Подражать – но не повторить на новом витке, или новом этапе стиха разработанное им.
Если ранний Бродский привержен размерам традиционным для русской поэзии, и перлы приходится искать среди не малого числа проходных стихотворений, то разработав рудную жилу тактовика он, как бы, сделал шаг в сторону: любое произведение несёт печать авторства столь отчётливую, что подпись уже не нужна.
О! Бродский мастер жонглировать поэтической мыслью – иногда это кажется чрезмерно игровым, иногда заставляет думать по-иному, на других оборотах, но всегда дано блестяще, с высверком словесных алмазов…
Избыточность некоторых его вещей, в сущности, от избыточности жизни – с её переогромленностью, с громоздящимися колоннами вещей, с многообразией явлений: к сожалению, в основном трагического окраса; но вряд ли в русской поэзии можно найти стихи столь плотно заселённые реальностью, как «Представление», или « Новый Жюль Верн».
Мысль вращается, как строфа, часто возвращается к прежнему, темы уточняются на новом уровне: так «Одному тирану» переходит в «Резиденцию», и тема власти приобретает отчётливую формулу, с которой не поспоришь.
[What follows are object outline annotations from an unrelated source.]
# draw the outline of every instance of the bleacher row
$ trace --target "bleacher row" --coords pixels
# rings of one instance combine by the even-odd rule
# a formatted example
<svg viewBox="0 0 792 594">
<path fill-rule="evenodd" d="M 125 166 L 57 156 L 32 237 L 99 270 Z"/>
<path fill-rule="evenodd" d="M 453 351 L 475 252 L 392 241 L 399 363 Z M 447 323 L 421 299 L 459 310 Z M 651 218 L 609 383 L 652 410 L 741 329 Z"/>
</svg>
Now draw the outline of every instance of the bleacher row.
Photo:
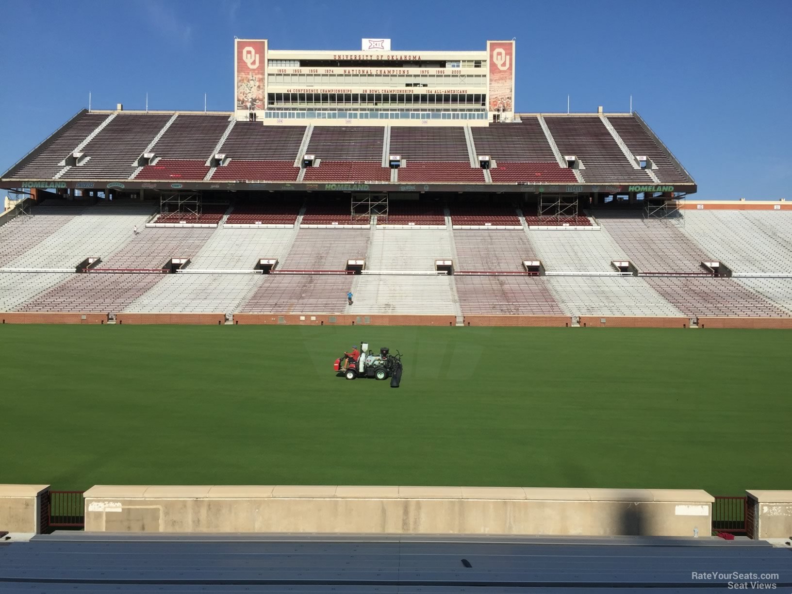
<svg viewBox="0 0 792 594">
<path fill-rule="evenodd" d="M 427 231 L 146 227 L 152 210 L 51 200 L 0 227 L 0 310 L 792 316 L 789 211 L 691 211 L 684 227 L 598 212 L 600 230 Z M 70 272 L 86 257 L 101 261 Z M 170 258 L 190 262 L 162 273 Z M 259 258 L 301 273 L 253 274 Z M 351 259 L 366 273 L 329 273 Z M 657 274 L 618 276 L 621 259 Z M 457 273 L 434 275 L 436 260 Z M 525 260 L 547 276 L 523 274 Z M 706 260 L 734 276 L 706 276 Z"/>
<path fill-rule="evenodd" d="M 299 159 L 318 166 L 312 181 L 388 182 L 389 154 L 400 182 L 488 182 L 478 156 L 489 155 L 493 183 L 654 183 L 622 150 L 655 164 L 661 181 L 692 183 L 638 116 L 523 115 L 488 127 L 264 126 L 230 114 L 81 112 L 4 176 L 11 179 L 296 181 Z M 544 126 L 543 126 L 544 123 Z M 555 145 L 554 150 L 554 144 Z M 386 147 L 387 154 L 386 154 Z M 82 154 L 73 163 L 75 151 Z M 143 165 L 144 154 L 153 154 Z M 212 166 L 217 154 L 225 155 Z M 561 155 L 584 164 L 581 179 Z M 216 165 L 216 163 L 214 163 Z"/>
</svg>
Спорить с Бродским вообще проблематично: он авторитарен в суждениях; порою, своеобразный тиранический взгляд на вещи просачивается и в стихи, не отменяя, впрочем, их великолепных достоинств…
Семьдесят лет – для истории вообще, и истории поэзии в частности, не много, и, конечно, интересно было бы заглянуть в грядущее – будет ли звучать Бродский лет, этак, через сто, особенно учитывая, что в одном из своих поздних интервью он утверждал - в будущем (в том, каком мы много прожили уже) поэзия не будет играть никакой роли.
ДВА ПРЕДСТАВИТЕЛЯ ОДНОГО ПОКОЛЕНИЯ
Нити серебряные вспыхивают стеклярусами смысла, подчёркивая такие нюансы жизни, или изломы мысли, о которых читатель (этот непроизвольный алхимик бытия) и не догадывается.
…рассуждения из рассказа «Ультима тхуле» - сор софистики, или изощрённый камуфляж истины?
Царство Набокова – барская роскошь языка, необычные фейерверки красок, чудесные словесные оранжереи.
И – густота лепной мощи Андрея Платонова, где понятие «прекрасно» отправлено в мир паровозов, механизмов, изделий честной мастеровщины, пролетарского дела (отличного от всеобщности Н. Фёдорова, однако имеющего с ним «горизонт схожести» - если использовать сочное словосочетание Набокова).
Плоть прозы Платонова есть мир фразы такой кислоты, что прожигает сознание совершенно новыми ощущениями, как оглушительно нов был возводимый мир.
Набоков и Платонов были писателями одного поколения, и наследие их точно доказывает, что поколенческие моменты и мотивы в литературе ничего не значат.
Как бессмысленно пытаться решить, кто из них выше: выбор в данном случае чреват обеднением самого себя.